Start at 24" with that type of light. As long as the light isn't too strong, pick height to fit light footprint to canopy. While a lux meter doesn't tell you how much photosynthetic light is emitted, it is proportional. you can use it to make position and choose a height based on readings in corners and edges etc... much cheaper item than a par metere. or ppfd meter? umol/s? haha you get the idea.
Signs in bloom it is too close: trichomes develop below top of canopy, but not as thick on top (evaporating due to heat or too much light); Any leaves turning pale - starts interveinal and quickly spreads. happens at top, obviously.
in vege, too much light will cause new nodes to stack nearly on top of each other. The leaves will get pale too.
hours of use depends on strength of light. I am not familiar with this light. Even 16/8 can be effective for many contexts. I'd suggest 18/6, unless you think it's a very weak light.
in the time i have to grow a plant, 16/8 works well for me, so i save 1/9th the cost for that portion. Bloom cycle is when you care about maximizing all you can. Vege is great if it grows with acceptable internodal distances and grows fast enough for your needs.
If you see the plant always drooping the last 2 hours of lights being on, it's likely had it's fill for the day and it's not doing a lot with the photons pelting it at that point. There's something called DLI. There's a limit as to how much light your plant can use in 24 hours, and it can more easily be reached while running lights longer than the 12 hours in bloom - which is the main reason your bloom lights need to be ~50% stronger because they have 33% less time (18->12).
Giving it more than it can take will only hurt your plant. light and dark processes occur all the time in the plant, but giving it some dark is still beneficial. There's an optimum amount of light you want to provde to your plants.

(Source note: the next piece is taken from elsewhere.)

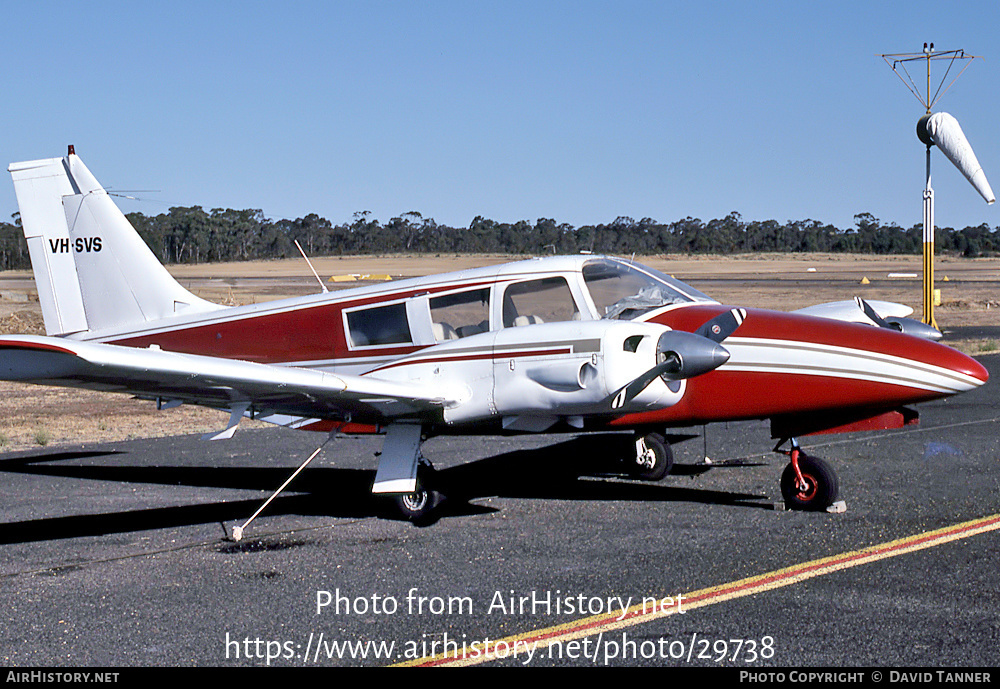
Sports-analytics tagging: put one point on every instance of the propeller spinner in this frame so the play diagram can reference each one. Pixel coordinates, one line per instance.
(681, 354)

Watts can help you compare prodcuts sold by the same company, but doesn't correlate to much otherwise. Without knowing efficiency of the light, you have no idea how many of those watts are merely generating heat instead of light. Plus that 1000w value is an 'equivalent-to' value, not likely the actual draw from the wall, and not equivalent to 1000w anyway.
That doesn't mean it's bad. I have a light that says it's 1800w but is only 270-280w. It is a common practice with many brands. fwiw, i'm replacing that 270 with a light that runs at 240W and probably provides 25%-33% more light than the 270w fixture and with fewer watts. It lasts 3x longer but costs 3x more, and provides more light over that time at a lower incremental cost.